Open michaelkirk opened 9 months ago
85%! Ouch... :S I can definitely admit to that the properties encoding deserved a bit more thought. I made it quickly after discovering that try to encode it into a generic flatbuffers schema was very space wasteful.
But yeah, a breaking change isn't likely to happen anytime soon or if ever. Might as well make a new format entirely, perhaps a custom binary encoding. I've been thinking lately and from the discussion at https://github.com/flatgeobuf/flatgeobuf/discussions/291 that Flatbuffers (and protobuf) primary function is to allow for evolving schemas but as I see it now it's not an important feature - when a format becomes stable and more or less widespread there is no room for evolution, even backwards compatible.
That said, alot of short string columns isn't perhaps the most clever data representation.
Currently column idx are u16 and field lengths (for Strings, Binary, etc.) are u32. I expect in practice that column indexes would almost always fit in a 1 byte varint and field lengths typically in 3 bytes (if not 2).
The properties data is already not random access, it must be processed serially. So there's no loss of functionality there.

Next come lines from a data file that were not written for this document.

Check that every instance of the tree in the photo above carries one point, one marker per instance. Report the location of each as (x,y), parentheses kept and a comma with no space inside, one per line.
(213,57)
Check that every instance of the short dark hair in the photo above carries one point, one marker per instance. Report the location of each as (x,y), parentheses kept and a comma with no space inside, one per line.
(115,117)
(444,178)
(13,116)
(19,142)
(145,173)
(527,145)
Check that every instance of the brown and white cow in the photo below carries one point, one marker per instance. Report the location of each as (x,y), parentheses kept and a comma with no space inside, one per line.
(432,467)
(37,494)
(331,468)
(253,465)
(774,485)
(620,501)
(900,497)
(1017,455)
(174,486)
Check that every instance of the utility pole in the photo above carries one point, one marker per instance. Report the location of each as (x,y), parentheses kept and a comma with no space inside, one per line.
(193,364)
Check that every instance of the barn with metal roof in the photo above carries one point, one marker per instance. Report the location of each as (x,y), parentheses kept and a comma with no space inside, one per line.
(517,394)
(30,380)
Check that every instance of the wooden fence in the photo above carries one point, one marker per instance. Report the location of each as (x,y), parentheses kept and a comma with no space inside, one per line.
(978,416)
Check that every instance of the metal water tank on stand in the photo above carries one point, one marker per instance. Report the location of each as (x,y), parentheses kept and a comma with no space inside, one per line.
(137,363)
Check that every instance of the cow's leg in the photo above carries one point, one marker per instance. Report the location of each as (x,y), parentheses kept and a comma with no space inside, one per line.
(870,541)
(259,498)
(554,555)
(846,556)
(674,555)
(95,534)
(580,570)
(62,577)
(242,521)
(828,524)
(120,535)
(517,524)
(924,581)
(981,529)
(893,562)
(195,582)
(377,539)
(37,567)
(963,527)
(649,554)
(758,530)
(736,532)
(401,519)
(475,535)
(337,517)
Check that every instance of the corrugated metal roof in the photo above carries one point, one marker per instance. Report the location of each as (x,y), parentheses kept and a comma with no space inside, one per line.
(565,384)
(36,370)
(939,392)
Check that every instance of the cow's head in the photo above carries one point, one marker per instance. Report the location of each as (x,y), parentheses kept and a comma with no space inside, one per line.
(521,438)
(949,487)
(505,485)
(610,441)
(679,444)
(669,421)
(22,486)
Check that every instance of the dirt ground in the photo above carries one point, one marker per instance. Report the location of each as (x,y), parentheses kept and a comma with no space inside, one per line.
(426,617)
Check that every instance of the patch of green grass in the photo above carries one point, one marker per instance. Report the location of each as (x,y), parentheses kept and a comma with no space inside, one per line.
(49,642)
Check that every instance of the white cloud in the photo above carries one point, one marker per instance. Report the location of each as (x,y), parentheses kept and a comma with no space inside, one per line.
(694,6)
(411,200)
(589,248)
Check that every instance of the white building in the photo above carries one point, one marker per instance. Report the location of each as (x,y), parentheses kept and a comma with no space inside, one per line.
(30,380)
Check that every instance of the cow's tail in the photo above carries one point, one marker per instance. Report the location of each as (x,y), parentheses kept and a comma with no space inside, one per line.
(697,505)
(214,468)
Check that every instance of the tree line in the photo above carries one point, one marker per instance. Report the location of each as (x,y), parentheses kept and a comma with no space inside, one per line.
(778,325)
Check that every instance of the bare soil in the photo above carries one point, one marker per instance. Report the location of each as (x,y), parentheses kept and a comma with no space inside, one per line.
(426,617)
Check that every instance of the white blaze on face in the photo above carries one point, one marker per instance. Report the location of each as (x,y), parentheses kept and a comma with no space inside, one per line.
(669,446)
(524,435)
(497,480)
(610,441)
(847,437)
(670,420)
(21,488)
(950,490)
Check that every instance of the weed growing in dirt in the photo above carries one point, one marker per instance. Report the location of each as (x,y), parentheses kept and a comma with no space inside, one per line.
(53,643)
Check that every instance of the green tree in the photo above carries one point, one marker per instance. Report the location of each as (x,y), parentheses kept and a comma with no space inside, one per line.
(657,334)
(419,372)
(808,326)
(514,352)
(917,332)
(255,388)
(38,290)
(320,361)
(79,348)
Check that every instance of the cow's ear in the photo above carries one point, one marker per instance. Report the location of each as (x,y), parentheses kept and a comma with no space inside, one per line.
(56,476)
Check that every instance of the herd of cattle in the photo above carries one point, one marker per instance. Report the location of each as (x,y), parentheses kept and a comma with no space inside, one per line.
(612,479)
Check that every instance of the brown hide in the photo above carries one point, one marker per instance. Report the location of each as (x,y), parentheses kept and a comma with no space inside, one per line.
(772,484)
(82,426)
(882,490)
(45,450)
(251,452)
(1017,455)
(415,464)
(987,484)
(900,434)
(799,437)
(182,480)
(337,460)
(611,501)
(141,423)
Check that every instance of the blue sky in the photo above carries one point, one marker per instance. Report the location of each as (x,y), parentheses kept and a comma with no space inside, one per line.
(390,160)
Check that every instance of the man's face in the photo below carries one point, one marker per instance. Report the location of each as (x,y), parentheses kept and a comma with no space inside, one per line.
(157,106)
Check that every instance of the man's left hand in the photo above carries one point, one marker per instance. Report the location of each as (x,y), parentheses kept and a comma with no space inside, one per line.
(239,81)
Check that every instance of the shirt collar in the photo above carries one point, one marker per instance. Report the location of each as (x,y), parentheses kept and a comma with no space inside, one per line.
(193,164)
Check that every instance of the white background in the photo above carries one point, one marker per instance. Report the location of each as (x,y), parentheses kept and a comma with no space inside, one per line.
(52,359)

This would be a major breaking change, so I don't expect it to be adopted anytime soon, but if you end up making a breaking format release in #81, you should consider piling this on.
I made a prototype here: https://github.com/michaelkirk/flatgeobuf/tree/mkirk/varint
I was working with openaddresses data which is a lot of point geometries with short string columns. Using varints for columns and field lengths outputs a file 85% the size of the original.